A little while of STRICT PRESENT…
In the platform a vortex appears: downwards watching… the sensation of the abyss. Watching upwards, an itinerary to the light.

HARMONY is the fundamental fact that it allows us to live and to understand the universe.

In the NEON WALL the cycle of colors varies randomly.
Any rythm adapts to the cycle of colors in horizontal units. The vertical units interact with the structure of the tower in which we were.

To the other side I CHING of lights, allows us through Book of the Changes, to interrogate to the future and the present. (Follow the steps by clickin on the book …)
The 3 seats give 3 fundamental points of view us in the installation.
Further on, another series of pseudoneons, contains photographic images of the past, of RL…
All image represents a moment that it has happened already…

Further on, we can walk on the emptiness and arrive at a small forest of lights. Walk by him, sit at the turning balls and simply watches and leaves lights, colors and elementary forms fill to you.
Harmony and light.
You are filling your time with those experiences.

Harmony, music, light, thought. Sensations and feelings in the way and its changes.

E.D.G.E. _AIRE Ville Spatiale

(Spanish)

E.D.G.E.
Instalación de  Santi Amat
Marzo 2010
AIRE, Ville Spatiale-Ecology Island

http://slurl.com/secondlife/Ecologia%20Island/148/148/1074

Esta instalación presenta un corte sincrónico en el proceso de cambio personal y colectivo.
Es una situación, un espacio donde detenerse y experimentar con la percepción y el pensamiento..
Un momento de ESTRICTO PRESENTE…
En la plataforma se presenta un vortex: mirando hacia abajo…la sensación del abismo. Mirando hacia arriba, un itinerario a la luz.

ARMONÍA es el hecho fundamental que nos permite vivir y comprender el universo.

En el MURO DE NEON el ciclo de colores varía aleatoriamente. Cualquier ritmo se adapta al ciclo de colores en unidades horizontales. Las unidades verticales interactúan con la estrutura de la torre en la que nos encontramos.
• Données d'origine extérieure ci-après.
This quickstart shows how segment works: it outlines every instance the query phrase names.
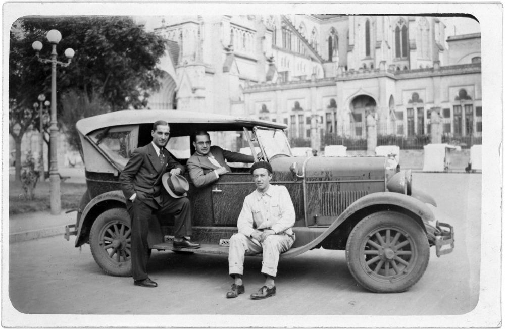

Al otro lado el I CHING de luces, nos permite a traves del Libro de los Cambios, interrogar al futuro y al presente.
Los 3 asientos nos dan 3 puntos de vista fundamentales en la instalación.
Más allá, otra serie de pseudoneones, contienen imágenes fotográficas del pasado, de la RL…
Toda imagen representa un momento que ha pasado ya.
Más allá podemos caminar sobre el vacío y llegar a un pequeño bosque de luces. Camina por él, siéntate en las bolas que girany simplemente mira y deja que luces, colores y formas elementales te llenen.
Armonía y luz.
Llenas tu tiempo con esas experiencias.
Armonía , música, luz, pensamiento.
Sensaciones y sentimientos en el camino y sus cambios.